Kirknewton (EH29) Leads the Top Five at 9.6%
Gross yields = annual income / sale price. Based on 3-bed house medians. The dashboard shows every property type and bedroom count.
Outer Edinburgh Postcodes Win Because Rent Holds Up Faster Than Price Falls
The top three Edinburgh postcodes share one feature: they sit at the city's edge, where land is cheaper but rental demand still anchors to Edinburgh's labour market. Kirknewton (EH29) is a village west of the city, well within commuter range of the centre. Its entry price of £200,768 sits well below Edinburgh's median 3-bed house price of £264,848, while monthly rent of £1,612 barely lags the city average. That asymmetric drop in price relative to rent is the entire reason the yield reaches 9.6%. As a holiday let proposition the postcode is more constrained: tourist demand concentrates in central Edinburgh, so the headline yield here is best read as a strong buy-to-let signal first, with seasonal short-let upside as a secondary case.
South Queensferry (EH30) carries the same yield logic with a different geography. The Forth-side town has steady family-tenant demand thanks to schools, train links into Waverley and Haymarket, and the bridges.

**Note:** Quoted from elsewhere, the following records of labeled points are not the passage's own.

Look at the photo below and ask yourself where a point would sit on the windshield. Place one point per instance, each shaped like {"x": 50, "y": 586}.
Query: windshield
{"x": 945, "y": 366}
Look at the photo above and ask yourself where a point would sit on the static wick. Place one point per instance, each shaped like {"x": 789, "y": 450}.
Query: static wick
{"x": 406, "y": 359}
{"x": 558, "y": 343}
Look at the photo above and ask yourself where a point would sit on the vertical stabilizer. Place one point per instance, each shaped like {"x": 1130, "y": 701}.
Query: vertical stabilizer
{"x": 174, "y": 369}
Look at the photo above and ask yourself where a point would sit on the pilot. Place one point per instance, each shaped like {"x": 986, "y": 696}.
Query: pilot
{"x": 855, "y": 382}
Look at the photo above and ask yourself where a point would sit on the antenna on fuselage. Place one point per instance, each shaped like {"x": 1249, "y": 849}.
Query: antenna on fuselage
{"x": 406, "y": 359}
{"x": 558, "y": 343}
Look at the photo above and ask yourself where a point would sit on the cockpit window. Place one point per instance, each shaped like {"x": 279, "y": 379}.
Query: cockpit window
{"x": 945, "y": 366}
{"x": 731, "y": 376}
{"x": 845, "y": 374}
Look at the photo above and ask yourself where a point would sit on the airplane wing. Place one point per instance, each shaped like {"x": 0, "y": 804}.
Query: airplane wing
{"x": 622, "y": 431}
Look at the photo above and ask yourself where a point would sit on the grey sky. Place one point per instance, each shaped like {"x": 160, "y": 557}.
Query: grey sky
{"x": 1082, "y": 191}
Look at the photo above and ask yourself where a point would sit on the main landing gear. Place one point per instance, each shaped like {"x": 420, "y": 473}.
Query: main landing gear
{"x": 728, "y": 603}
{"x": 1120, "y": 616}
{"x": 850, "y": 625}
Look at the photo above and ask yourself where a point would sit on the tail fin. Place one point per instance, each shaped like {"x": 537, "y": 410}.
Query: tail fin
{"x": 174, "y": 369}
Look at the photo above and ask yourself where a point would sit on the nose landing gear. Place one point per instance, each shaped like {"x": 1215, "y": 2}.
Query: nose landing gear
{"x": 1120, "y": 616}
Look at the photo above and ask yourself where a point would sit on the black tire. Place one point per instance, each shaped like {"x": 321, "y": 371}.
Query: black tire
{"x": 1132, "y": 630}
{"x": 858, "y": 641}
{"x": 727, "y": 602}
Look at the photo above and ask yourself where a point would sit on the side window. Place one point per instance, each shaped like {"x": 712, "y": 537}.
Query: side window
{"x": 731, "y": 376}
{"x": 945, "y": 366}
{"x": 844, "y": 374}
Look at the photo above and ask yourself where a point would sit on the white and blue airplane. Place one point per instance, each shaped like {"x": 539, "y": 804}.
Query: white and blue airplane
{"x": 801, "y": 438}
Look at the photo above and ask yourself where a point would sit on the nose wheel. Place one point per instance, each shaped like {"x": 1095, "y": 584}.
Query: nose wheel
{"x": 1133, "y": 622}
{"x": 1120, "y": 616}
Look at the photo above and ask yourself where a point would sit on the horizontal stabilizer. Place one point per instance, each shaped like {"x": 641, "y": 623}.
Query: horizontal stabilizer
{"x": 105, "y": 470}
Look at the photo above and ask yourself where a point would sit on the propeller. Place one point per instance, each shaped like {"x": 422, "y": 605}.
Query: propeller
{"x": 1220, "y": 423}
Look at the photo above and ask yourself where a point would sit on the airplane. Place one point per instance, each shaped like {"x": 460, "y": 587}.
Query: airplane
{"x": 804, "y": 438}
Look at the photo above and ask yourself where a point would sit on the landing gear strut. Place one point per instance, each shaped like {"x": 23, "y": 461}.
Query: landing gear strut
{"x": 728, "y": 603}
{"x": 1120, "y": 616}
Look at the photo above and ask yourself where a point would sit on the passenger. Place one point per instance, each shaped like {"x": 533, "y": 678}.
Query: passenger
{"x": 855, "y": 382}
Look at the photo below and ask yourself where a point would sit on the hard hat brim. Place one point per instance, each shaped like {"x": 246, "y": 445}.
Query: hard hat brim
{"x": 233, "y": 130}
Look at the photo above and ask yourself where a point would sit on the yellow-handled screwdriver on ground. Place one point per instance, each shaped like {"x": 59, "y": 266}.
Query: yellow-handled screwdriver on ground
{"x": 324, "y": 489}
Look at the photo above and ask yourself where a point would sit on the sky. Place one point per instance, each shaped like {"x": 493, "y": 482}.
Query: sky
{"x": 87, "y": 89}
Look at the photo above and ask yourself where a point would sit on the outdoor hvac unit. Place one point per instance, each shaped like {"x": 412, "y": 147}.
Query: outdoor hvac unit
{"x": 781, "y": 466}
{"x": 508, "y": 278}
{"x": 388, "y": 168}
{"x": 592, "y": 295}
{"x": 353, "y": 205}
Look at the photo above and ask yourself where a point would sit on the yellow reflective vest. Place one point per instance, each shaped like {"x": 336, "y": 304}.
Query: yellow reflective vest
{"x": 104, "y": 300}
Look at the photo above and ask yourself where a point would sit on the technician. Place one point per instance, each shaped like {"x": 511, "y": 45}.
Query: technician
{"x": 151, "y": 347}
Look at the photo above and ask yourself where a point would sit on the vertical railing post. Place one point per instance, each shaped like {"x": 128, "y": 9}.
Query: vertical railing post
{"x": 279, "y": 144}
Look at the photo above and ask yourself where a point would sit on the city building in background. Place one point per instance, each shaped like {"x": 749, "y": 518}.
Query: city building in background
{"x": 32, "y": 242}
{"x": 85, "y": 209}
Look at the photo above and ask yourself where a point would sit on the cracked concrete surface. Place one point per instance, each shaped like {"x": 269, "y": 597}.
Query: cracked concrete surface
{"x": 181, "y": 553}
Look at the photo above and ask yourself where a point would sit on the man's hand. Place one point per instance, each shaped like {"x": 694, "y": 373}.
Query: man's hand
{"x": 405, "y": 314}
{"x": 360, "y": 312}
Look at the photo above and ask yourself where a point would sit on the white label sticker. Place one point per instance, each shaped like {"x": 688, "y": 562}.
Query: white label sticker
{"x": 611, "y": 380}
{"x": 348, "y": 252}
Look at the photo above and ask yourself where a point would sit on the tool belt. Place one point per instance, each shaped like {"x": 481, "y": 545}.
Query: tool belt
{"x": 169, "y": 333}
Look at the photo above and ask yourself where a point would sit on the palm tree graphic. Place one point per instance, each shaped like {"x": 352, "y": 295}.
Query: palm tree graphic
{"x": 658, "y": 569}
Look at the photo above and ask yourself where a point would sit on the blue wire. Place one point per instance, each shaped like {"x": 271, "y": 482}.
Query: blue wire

Housing stock skews to terraced and semi-detached properties priced around £202,086, while rents of roughly £1,617 reflect commuter-grade convenience rather than scarcity. Newbridge/Ratho (EH28) sits closer to the airport and motorway corridor and attracts tenants tied to logistics, hospitality, and aviation employers. Its 9.5% yield reflects steady year-round tenant demand rather than capital scarcity, and any holiday let upside is heavily dependent on airport-adjacent traveller volumes.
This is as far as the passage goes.